Sans désir...

Publié le par Samy

Une fois n'est pas coutume, Facebook permet de tisser des liens inattendus... mais j'y reviendrais plus tard.

 

Faisons tout d'abord un bon en arrière d'environ 25 ans.

 

 

Les années 1985/86 voient arriver en force une chose presque inconnue à l'époque et qui, à l'instar de la Peste, fait fuir les prétendus amis et tient à distance une bonne partie des gens... et ce au sein même de votre propre famille: j'ai nommé le Chômage.

 

Cette "chose", si elle est devenue malheureusement commune de nos jours, était un fait aussi rare que les enfants dont les parents avaient divorcé.

On peut dire que de l'eau est passée sous les ponts depuis.

 

Cette 1ère vague obligea des pères et des mères de famille à rester chez eux à se morfondre, à faire bonne figure, à espérer et à se battre pour rebondir. Ce fut le cas de mon père.

 

Bien que cette période fut financièrement tendue, je dois avouer que ce fut pour moi une période plutôt heureuse: adieu nourrice et bonjour les mercredis avec Papa qui, par temps de neige, venait me chercher à l'école en luge!

J'avais 5/6 ans à l'époque.

 

Je me revois également assis dans la cuisine, jouant avec de la pâte à modeler ou dessinant pendant que mon père cuisinait et me faisait de très jolis Oncle Picsou ou des petits clowns avec ladite pâte à modeler pendant que Maman travaillait.

 

En fond sonore, la musique que crachotait un poste de radio gris métallisé.

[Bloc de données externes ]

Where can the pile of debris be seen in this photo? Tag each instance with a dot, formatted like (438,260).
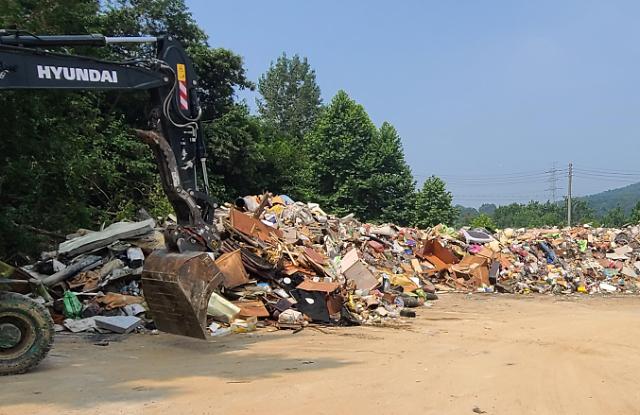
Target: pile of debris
(287,264)
(580,259)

La musique pop des années 80 battait son plein.

 

Et là, s'élève soudain une voix enveloppante, un peu triste, douce et chaude. Une invitation à l'évasion et au rêve. Invitation bienvenue en ces temps un peu durs. Voyage Voyage de Desireless.

 

C'est tout bête mais cette chanson a marqué ma mémoire à jamais et reste pour moi un moment unique à chaque écoute. Un moment de souvenir tendre. Un moment d'innocence. Un moment de mon enfance.

 

 

Pour revenir à Facebook, il se trouve que, au gré des liens et des recherches, je suis tombé sur le profil de Desireless (Clo, pour les intimes). Nous voilà virtuellement amis et, note après note, je découvre son univers qui s'étend bien au delà de Voyage Voyage.

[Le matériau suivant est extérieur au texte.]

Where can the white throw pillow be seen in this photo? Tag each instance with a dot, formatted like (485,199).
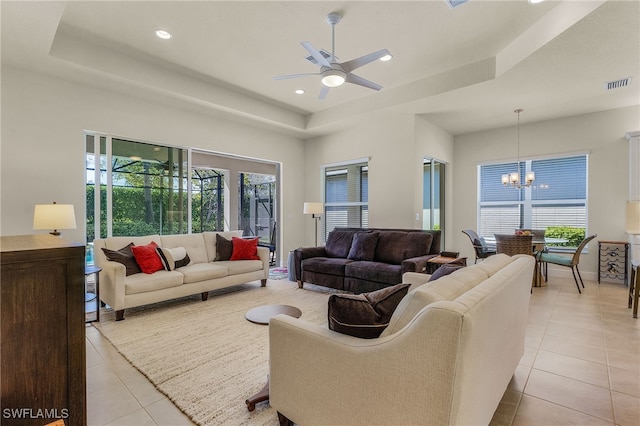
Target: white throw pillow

Voici deux exemples parmi tant d'autres ici et .

 

Si son look a changé sa voix est identique... et ça, personnellement, je trouve ça merveilleux!

 

Alors, sur fond de son dernier tube L'Expérience Humaine, j'ai commis une petite caricature de Claudie Fritsch, alias Desireless.

 

J'espère qu'elle ne m'en voudra pas... cette caricature, en tout cas, a été faite avec tendresse en souvenir de mon enfance.

 

Et, pour tout ça, merci à mes parents... et merci Claudie! 

 

 

Desireless.jpg

 

 

 

Commenter cet article

julien 27/11/2011 11:29


"Voyage Voyage", c'est pour moi la chanson qui symbolise le plus les années 80.


 


J'avais écouté son album qui était sortit vers 2006/2007, j'l'avais trouvé plutôt pas mal. Elle fait partie de ces artistes qui ont eu le "malheur" de faire un trop gros tube d'un seul coup.


 


Ta "caricature" est super ! Je l'ai reconnue avant même de lire l'article ! Si elle la voit, je suis sur qu'elle va aimer ^^

Samy 27/11/2011 13:49



Merci Julien! 


J'ignore si Desireless/Clo a vu sa caricature... en tout cas, pas de commentaire de sa part pour l'instant. Suspens...!


Ceci dit, hier, jai eu la suprise de recevoir les CDs que je lui avais commandé. Je les ai tous reçu dédicacés avec, en prime, une photo dédicacée aussi. Ses albums "L'Expérience Humaine" (le
tout dernier) et "Un Brin de paille" (guitare et voix) ne sont pas mal du tout!!



Waquete 23/11/2011 20:57


Comme certains souvenirs peuvent être accrochés à un son, une musique ou un parfum...


En effet, Désireless a changé sa coiffure qui a, sans doute, permis de la rendre célèbre mais il est vrai que pour l'a vu en concert, sa voix est toujours la même!!

Samy 23/11/2011 21:25



Je suppose qu'à un certain moment, l'image, on a envie d'en changer. D'abord pour soi mais aussi pour faire autre chose sous une nouvelle image et non pas refaire la même chose encore et encore
(ce que les équipes marketing, en général, adorent!) jusqu'à écoeurement et par facilité (et pour le pognon).


Chapeau bas à Desireless pour l'envie de continuer en toute liberté, sans ne penser qu'au fric: c'est si rare!